News stories abound about these Pseudo-Christians. Several recent accounts have been about people using their Christian belief as a reason to discriminate against gays and lesbians—the bakers who refused to make them wedding cakes and the court clerks who denied marriage licenses to them. When I hear people citing the Bible in support of their opposition to gay rights, I’m reminded that the same twisted thinking was used a century and a half ago to justify slavery. Jefferson Davis was a devout Episcopalian as was Leonidas Polk (for whom Fort Polk was named) who was not only a a bishop in the church but a famous Confederate general as well.

A similar sort of oily hypocrisy is especially common among some current politicians and religious leaders, particularly so-call “conservatives.” Anyone who reads newspapers regularly is familiar with their bloviating and grandstanding. A perennial example of this sort of showboating is the sorry group of politicians and their ecclesiastical allies who want to put the Ten Commandments in court houses, state capitols, and other public places (ah, yes, Roy Moore of the Alabama Supreme Court).
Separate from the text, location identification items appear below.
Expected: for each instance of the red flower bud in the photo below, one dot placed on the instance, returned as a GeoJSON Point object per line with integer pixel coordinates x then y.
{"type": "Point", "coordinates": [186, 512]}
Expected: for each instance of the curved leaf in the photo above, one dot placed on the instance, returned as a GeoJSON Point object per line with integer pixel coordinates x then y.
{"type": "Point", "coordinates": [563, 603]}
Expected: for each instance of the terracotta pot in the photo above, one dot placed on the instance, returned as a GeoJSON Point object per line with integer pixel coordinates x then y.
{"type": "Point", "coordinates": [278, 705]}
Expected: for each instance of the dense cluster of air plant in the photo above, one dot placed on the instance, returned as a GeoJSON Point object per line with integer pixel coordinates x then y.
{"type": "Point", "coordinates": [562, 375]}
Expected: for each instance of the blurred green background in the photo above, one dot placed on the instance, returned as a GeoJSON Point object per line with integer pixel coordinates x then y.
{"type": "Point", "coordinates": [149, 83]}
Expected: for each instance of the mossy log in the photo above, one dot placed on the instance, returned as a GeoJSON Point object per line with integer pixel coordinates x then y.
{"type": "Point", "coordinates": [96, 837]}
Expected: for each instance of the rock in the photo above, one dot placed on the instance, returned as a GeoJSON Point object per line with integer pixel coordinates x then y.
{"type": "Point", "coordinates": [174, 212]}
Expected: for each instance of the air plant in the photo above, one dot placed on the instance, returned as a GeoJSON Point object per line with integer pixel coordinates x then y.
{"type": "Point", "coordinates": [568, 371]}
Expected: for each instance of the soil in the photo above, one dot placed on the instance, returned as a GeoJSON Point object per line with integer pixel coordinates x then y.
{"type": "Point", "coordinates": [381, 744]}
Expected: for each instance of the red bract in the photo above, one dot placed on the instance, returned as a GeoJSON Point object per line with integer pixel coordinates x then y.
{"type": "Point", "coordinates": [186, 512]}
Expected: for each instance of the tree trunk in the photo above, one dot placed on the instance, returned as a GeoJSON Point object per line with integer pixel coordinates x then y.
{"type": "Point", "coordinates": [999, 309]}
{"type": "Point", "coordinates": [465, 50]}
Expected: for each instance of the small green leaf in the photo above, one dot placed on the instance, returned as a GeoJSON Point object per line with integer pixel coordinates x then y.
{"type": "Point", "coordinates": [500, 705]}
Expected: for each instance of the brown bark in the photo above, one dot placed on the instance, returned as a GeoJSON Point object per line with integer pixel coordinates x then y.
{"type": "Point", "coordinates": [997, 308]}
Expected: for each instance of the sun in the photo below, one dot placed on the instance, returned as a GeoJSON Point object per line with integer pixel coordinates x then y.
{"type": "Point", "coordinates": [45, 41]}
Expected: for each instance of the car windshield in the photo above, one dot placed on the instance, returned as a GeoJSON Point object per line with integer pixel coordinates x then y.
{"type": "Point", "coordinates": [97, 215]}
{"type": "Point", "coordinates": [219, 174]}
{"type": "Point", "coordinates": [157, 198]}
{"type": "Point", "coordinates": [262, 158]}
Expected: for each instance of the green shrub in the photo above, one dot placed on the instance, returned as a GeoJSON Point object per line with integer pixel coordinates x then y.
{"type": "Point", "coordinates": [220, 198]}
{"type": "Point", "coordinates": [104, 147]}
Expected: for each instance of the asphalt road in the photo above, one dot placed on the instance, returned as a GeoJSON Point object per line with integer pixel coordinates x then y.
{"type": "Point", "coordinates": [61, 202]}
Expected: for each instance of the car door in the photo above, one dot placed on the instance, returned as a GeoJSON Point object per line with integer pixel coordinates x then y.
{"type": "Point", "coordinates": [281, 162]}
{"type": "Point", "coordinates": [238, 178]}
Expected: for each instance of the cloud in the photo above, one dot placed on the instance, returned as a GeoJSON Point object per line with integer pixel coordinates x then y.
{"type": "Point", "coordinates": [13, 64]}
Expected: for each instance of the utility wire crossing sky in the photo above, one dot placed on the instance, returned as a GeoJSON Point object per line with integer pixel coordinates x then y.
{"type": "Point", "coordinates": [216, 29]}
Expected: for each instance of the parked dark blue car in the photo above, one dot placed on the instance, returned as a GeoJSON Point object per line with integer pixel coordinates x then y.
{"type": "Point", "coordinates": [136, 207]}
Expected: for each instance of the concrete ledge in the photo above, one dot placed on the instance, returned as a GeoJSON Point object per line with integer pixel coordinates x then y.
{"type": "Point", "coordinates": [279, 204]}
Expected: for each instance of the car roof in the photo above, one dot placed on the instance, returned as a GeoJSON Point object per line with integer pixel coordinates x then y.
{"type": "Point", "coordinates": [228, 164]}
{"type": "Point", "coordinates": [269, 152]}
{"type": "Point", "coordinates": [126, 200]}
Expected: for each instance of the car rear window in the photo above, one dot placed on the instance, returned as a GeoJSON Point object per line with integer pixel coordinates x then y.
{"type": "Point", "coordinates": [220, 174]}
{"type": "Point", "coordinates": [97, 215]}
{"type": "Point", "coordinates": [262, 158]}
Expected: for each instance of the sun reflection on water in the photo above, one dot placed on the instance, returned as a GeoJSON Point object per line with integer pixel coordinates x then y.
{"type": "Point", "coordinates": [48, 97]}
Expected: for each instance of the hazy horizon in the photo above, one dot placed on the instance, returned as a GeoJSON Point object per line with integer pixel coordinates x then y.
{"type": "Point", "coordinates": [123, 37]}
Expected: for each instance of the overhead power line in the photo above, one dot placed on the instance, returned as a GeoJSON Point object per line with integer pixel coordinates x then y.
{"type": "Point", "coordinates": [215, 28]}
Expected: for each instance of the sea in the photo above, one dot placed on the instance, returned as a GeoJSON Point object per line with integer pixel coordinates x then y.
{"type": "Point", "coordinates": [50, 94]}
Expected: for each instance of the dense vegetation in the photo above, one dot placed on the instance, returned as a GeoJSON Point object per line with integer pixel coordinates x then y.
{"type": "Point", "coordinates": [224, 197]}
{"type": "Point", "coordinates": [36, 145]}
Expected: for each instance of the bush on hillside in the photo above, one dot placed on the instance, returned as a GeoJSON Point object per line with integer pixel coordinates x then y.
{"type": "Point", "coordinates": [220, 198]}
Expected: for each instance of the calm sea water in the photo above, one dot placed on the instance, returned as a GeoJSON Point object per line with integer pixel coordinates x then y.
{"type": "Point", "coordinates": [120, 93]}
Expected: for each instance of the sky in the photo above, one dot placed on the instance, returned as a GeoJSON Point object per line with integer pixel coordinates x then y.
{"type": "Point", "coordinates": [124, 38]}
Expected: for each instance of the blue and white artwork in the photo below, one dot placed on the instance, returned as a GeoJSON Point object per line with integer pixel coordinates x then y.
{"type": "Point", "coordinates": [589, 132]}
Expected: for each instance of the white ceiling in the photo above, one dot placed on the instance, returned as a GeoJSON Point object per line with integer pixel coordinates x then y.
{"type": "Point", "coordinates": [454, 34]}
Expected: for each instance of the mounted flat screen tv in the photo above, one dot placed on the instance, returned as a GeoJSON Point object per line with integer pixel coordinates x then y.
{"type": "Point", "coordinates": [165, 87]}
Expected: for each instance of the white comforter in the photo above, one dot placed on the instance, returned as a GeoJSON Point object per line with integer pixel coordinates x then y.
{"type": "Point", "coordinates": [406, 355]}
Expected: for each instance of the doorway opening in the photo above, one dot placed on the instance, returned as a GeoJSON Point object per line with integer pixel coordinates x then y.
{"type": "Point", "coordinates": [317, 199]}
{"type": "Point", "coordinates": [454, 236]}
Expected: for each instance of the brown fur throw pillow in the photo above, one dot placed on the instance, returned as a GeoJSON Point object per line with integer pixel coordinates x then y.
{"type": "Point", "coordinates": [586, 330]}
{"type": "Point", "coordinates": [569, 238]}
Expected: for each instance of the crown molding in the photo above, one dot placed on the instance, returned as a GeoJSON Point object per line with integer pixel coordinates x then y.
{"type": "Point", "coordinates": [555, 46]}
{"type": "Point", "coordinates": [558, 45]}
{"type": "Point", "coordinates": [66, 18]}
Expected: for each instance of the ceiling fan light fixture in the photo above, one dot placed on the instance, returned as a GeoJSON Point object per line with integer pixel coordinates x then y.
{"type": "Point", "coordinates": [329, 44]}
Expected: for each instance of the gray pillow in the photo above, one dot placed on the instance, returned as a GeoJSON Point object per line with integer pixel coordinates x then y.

I like Kurt Vonnegut’s comment on this sort of religious demagoguery. In his collection of essays, “A Man without a Country,” he writes, “For some reason, the most vocal Christians among us never mention the Beatitudes. But often, with tears in their eyes, they demand that the Ten Commandments be posted in public buildings. And of course, that’s Moses, not Jesus. I haven’t heard one of them demand that the Sermon on the Mount, the Beatitudes, be posted anywhere. “Blessed are the merciful” in a courtroom? “Blessed are the peacemakers’ in the Pentagon? Give me a break!”

Christian hypocrites are an easy target, as are their ilk from other faiths. The bigger threat, however, comes from religious fanatics who know the Truth and whose absolutist tribalism causes them to harm others who have different religious identities. All religious sects produce fanatics like that: Muslim, Jewish, Hindu, and even Christian. Their evil alchemy transforms the Golden Rule into some kind of poison.